Deriving DDPM from the VP-SDE¶

This document shows how the discrete DDPM algorithm emerges naturally from the continuous VP-SDE through Euler–Maruyama discretization. We'll derive both the forward noising process and the reverse denoising process, making explicit why DDPM predicts noise rather than the score directly.

Overview¶

We'll proceed in two parts:

Forward VP-SDE → DDPM forward Markov chain (Euler–Maruyama discretization)
Reverse VP-SDE → DDPM reverse step (why the network predicts noise/score)

Notation¶

Let's establish precise notation to avoid confusion:

Symbol	Meaning
\(x(t) \in \mathbb{R}^d\)	Data state at continuous time \(t \in [0, T]\)
\(0 = t_0 < t_1 < \cdots < t_N = T\)	Discrete time grid
\(\Delta t_k := t_{k+1} - t_k\)	Time step size
\(w(t)\)	Brownian motion (Wiener process)
\(\Delta w_k := w(t_{k+1}) - w(t_k)\)	Brownian increment, \(\sim \mathcal{N}(0, \Delta t_k I)\)
\(dw(t)\)	Infinitesimal increment: \(dw \approx \sqrt{dt}\,\varepsilon\), \(\varepsilon \sim \mathcal{N}(0, I)\)
\(\beta(t) \geq 0\)	Noise rate schedule (chosen by designer)

Part A: Forward VP-SDE → DDPM Forward Noising¶

Step 1: The Variance-Preserving SDE¶

The variance-preserving SDE (VP-SDE) is:

\[ dx(t) = -\frac{1}{2}\beta(t) x(t)\,dt + \sqrt{\beta(t)}\,dw(t) \]

This SDE has:

Drift: \(f(x, t) = -\frac{1}{2}\beta(t) x\)
Diffusion coefficient: \(g(t) = \sqrt{\beta(t)}\)

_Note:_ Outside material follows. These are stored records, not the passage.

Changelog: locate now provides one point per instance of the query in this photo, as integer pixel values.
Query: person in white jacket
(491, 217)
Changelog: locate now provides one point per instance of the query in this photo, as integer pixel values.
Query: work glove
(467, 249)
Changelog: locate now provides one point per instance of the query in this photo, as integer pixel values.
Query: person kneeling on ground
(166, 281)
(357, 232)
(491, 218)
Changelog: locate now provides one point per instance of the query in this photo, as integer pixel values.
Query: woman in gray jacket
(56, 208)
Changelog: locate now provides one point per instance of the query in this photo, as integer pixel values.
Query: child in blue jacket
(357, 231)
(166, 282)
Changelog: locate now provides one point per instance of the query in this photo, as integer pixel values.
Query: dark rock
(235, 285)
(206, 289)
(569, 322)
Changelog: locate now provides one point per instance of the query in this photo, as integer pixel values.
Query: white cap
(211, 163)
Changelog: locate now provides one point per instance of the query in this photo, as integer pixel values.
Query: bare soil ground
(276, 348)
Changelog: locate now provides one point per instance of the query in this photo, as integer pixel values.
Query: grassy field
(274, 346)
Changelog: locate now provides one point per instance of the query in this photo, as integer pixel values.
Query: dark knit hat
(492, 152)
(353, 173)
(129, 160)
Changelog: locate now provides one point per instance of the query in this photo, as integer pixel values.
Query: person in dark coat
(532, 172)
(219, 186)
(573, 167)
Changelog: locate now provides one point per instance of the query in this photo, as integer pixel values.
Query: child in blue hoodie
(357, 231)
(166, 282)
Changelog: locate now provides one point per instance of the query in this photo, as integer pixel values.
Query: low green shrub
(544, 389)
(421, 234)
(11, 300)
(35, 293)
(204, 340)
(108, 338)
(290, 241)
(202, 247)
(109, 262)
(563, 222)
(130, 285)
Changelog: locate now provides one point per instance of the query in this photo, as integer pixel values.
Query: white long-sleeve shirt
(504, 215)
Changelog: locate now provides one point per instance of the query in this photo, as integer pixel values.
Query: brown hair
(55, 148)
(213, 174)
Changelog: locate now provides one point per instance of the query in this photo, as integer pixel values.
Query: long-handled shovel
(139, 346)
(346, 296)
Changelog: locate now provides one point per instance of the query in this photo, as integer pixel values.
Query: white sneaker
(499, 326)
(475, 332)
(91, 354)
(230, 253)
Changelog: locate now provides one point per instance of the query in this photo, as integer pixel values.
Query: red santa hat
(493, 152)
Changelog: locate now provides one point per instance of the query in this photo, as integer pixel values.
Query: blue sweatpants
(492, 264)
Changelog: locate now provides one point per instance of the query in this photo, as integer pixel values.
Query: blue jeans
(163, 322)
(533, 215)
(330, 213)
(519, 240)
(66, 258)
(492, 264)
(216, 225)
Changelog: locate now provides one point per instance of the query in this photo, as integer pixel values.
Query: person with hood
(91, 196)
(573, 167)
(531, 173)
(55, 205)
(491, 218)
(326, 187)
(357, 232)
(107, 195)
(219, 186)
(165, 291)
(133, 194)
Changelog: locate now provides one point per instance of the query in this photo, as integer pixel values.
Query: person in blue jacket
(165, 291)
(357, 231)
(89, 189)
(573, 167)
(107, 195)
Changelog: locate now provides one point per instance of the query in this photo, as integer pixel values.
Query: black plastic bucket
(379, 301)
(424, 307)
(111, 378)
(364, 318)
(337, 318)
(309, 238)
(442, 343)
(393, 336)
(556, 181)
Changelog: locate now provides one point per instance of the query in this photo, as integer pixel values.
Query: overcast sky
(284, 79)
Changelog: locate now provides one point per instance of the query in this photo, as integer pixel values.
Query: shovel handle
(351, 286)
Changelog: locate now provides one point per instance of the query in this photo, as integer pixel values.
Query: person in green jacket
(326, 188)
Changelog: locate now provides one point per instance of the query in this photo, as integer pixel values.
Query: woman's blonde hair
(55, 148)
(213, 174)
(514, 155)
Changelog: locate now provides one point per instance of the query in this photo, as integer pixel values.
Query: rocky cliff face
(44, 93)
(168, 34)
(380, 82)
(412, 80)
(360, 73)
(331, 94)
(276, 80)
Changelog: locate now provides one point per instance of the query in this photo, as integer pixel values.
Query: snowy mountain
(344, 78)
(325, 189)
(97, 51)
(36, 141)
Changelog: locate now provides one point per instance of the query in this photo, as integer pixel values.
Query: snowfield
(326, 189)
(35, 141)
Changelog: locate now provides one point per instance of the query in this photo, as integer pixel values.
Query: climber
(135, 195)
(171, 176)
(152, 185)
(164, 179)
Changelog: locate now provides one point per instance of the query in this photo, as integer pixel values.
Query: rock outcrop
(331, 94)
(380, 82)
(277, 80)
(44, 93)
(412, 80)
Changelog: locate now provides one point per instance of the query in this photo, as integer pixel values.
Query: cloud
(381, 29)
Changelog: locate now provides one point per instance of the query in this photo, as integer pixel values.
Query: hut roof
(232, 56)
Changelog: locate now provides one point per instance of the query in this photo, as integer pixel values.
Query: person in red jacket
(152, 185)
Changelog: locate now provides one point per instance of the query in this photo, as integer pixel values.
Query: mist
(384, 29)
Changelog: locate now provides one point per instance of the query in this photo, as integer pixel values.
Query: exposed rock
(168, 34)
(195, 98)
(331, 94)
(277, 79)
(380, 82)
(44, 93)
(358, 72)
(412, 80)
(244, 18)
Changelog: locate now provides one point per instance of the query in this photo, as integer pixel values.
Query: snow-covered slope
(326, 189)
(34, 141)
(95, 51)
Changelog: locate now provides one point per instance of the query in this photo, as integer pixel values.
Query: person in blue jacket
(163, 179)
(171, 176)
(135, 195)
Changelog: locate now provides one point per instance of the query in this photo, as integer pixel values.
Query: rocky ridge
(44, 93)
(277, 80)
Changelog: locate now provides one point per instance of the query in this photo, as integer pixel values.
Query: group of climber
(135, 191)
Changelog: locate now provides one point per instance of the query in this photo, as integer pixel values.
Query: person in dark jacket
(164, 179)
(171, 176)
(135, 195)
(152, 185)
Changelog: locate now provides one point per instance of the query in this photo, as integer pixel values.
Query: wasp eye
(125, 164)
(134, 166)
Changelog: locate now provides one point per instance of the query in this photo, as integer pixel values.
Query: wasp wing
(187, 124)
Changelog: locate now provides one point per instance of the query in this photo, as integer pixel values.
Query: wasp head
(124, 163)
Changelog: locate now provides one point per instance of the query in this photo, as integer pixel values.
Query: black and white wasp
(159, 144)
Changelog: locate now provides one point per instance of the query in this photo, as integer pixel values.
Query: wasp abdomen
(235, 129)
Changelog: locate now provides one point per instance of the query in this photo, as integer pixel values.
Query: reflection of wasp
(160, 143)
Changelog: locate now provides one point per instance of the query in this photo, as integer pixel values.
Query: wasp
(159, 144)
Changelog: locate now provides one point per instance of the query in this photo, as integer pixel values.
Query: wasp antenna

Step 2: Apply Euler–Maruyama Discretization¶

Euler–Maruyama is a numerical method for discretizing SDEs. For a general SDE:

\[ dx = f(x, t)\,dt + g(t)\,dw \]

The discrete update from \(t_k \to t_{k+1}\) is:

\[ x_{k+1} = x_k + f(x_k, t_k)\,\Delta t_k + g(t_k)\,\Delta w_k \]

where \(\Delta w_k := w(t_{k+1}) - w(t_k) \sim \mathcal{N}(0, \Delta t_k I)\).

Rewrite the Brownian increment:

\[ \Delta w_k = \sqrt{\Delta t_k}\,\varepsilon_k, \quad \varepsilon_k \sim \mathcal{N}(0, I) \]

Then:

\[ x_{k+1} = x_k + f(x_k, t_k)\,\Delta t_k + g(t_k)\sqrt{\Delta t_k}\,\varepsilon_k \]

Step 3: Plug in VP-SDE Components¶

Substitute \(f(x, t) = -\frac{1}{2}\beta(t) x\) and \(g(t) = \sqrt{\beta(t)}\):

\[ x_{k+1} = x_k - \frac{1}{2}\beta(t_k) x_k\,\Delta t_k + \sqrt{\beta(t_k)}\sqrt{\Delta t_k}\,\varepsilon_k \]

Factor out \(x_k\):

\[ x_{k+1} = \left(1 - \frac{1}{2}\beta(t_k)\Delta t_k\right) x_k + \sqrt{\beta(t_k)\Delta t_k}\,\varepsilon_k \]

Define discrete noise parameter:

\[ \beta_k := \beta(t_k)\,\Delta t_k \]

Then:

\[ \boxed{x_{k+1} = \left(1 - \frac{1}{2}\beta_k\right) x_k + \sqrt{\beta_k}\,\varepsilon_k} \quad \text{(Euler–Maruyama form)} \]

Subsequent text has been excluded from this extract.